The biology of taste
Barham described the widely accepted diagram of taste receptors on the tongue (sour on the sides, bitter at the back, sweet upfront) as “nonsense”. He said everyone has a unique distribution of taste receptors — even identical twins have different “taste maps” — and encouraged the audience to map their own tongues at home, using cotton buds dipped in sweet, salty, sour, bitter and umami solutions, to get a better understanding of how we taste food.
We know that taste works through the taste buds in the mouth and aroma in the nose. But, according to Barham, we react to changes in smells, not the concentration, which means we quickly adapt to aromas. It means that constant flavours can become “boring” and are ignored, which Barham said he illustrated by getting audiences to chew mint-flavoured gum.

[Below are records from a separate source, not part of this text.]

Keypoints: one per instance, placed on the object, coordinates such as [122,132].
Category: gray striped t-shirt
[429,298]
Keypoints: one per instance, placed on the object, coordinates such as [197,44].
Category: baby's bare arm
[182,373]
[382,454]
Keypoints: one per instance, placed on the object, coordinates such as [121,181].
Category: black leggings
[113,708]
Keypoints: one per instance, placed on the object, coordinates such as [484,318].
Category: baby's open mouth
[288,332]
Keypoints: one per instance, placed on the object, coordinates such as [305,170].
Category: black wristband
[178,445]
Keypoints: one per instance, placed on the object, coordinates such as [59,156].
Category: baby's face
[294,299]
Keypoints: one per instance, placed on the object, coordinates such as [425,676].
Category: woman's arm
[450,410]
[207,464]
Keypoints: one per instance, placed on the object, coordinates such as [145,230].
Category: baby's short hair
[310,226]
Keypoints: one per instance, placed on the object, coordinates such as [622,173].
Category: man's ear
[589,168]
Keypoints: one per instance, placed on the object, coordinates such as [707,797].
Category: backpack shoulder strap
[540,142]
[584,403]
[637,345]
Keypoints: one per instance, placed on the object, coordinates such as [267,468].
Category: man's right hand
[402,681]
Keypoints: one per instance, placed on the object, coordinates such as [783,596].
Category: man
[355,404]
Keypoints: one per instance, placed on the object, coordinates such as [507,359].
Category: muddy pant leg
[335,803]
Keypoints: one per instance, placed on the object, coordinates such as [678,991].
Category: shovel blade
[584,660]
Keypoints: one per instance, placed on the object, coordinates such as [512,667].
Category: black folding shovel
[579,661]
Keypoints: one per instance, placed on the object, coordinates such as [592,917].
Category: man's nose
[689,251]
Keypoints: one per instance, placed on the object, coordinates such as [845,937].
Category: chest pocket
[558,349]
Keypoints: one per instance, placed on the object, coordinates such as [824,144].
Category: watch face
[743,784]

After five minutes, no one could taste the mint.
“I would ask them to drink some sweetened cold water and, suddenly, miraculously, the mint came back. That’s because there was a single molecule — menthone — giving the aroma.
“Now chewing gum manufacturers use multiple molecules cycling between each other. It [the flavour] lasts longer, but I was annoyed because the demos didn’t work any more.”
“So how do we describe flavour?” he asked. “It always comes back to words.” To illustrate it, Barham asked three audience members to sample glasses of red and white wine and share their impressions. The white, a chardonnay, elicited descriptions such as “grapefruit”, whereas the red was likened to “cherries” and “strawberries” — but it was the same wine, coloured red with food dye. Colour could dominate taste and tell us what to expect, he said.
Even what we hear affects us. Chip packets rustle loudly for a reason — crackling cellophane makes stale chips “sound” crisp, leading us to believe they are fresh. In the same way, the sound of lapping waves heightens seafood flavour.
Barham urged the audience to conduct experiments such as listening to a recording of yourself eating crunchy food while eating something soft or tasting plain yoghurt while stroking a silky surface to experience enhanced creaminess — texture is also important.
Individual memory associations and taste-bud patterns mean no two people experience the same sensation or receive the same signal when tasting the same food, which brought us back to the old philosophical chestnut: How do we know that the blackcurrant I taste is the same as the blackcurrant you taste? Are we simply reacting like Pavlovian dogs?
“Yes, you could say that,” Barham said. “We are all victims of our own psychology and it’s frighteningly easy to fool ourselves with food.”